We want the number of objects to keep track of to be small to help the player hold them in their head. This essentially means that we want our "base" (the number that is raised to the power 4) to be small. This is how building the game out of 4D tiles, some of them pushable, with small levels (4x4x7x4 for example) came about. (Note that other, more detailed objects can always be placed on the tiles).

I think I may have been partly inspired by this puzzle from Braid (probably my favorite in the game!). The entire puzzle can fit on the screen; it's just two doors and a key. It is extremely compressed. Everything extraneous to the puzzle itself has been removed. But it is still interesting and difficult to solve. All the difficulty is in the understanding of the systems at play, such that when you understand them properly the puzzle becomes trivial. (A video of it, spoilers!).
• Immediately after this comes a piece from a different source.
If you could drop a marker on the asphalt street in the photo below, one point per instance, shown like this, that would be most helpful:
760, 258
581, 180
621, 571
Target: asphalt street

Because the number of objects to keep track of is small, it's possible for the player to hold an entire level in their head. This is very important to me, because that means they are truly thinking in 4D, as opposed to looking at a bunch of 3D spaces one at a time.

At this point I could vaguely picture how to walk through walls using the fourth dimension in my head. I knew that since two dimensions are always visible an entire plane would stay the same after rotating, and therefore objects on this plane would be reference points, and that they would help the players orient themselves.

So I didn’t really know what the game would look like! I especially could not picture how the transition between the two states would look like. But I programmed it and found out and I was the first person to discover how to play the game.

[Part 1] [Part 2] [Part 3] (Part 4) [Part 5] [Part 6]

## Miegakure at PAX Prime

We are back from PAX Prime! We were showing as part of the Indie Megabooth. I think the show went very well. People seem really excited about the game. I am glad that the new graphics are making a ton of people curious about what the game is (Not sure why I didn't notice the difference as much at PAX East). They were a lot of work but clearly worth it.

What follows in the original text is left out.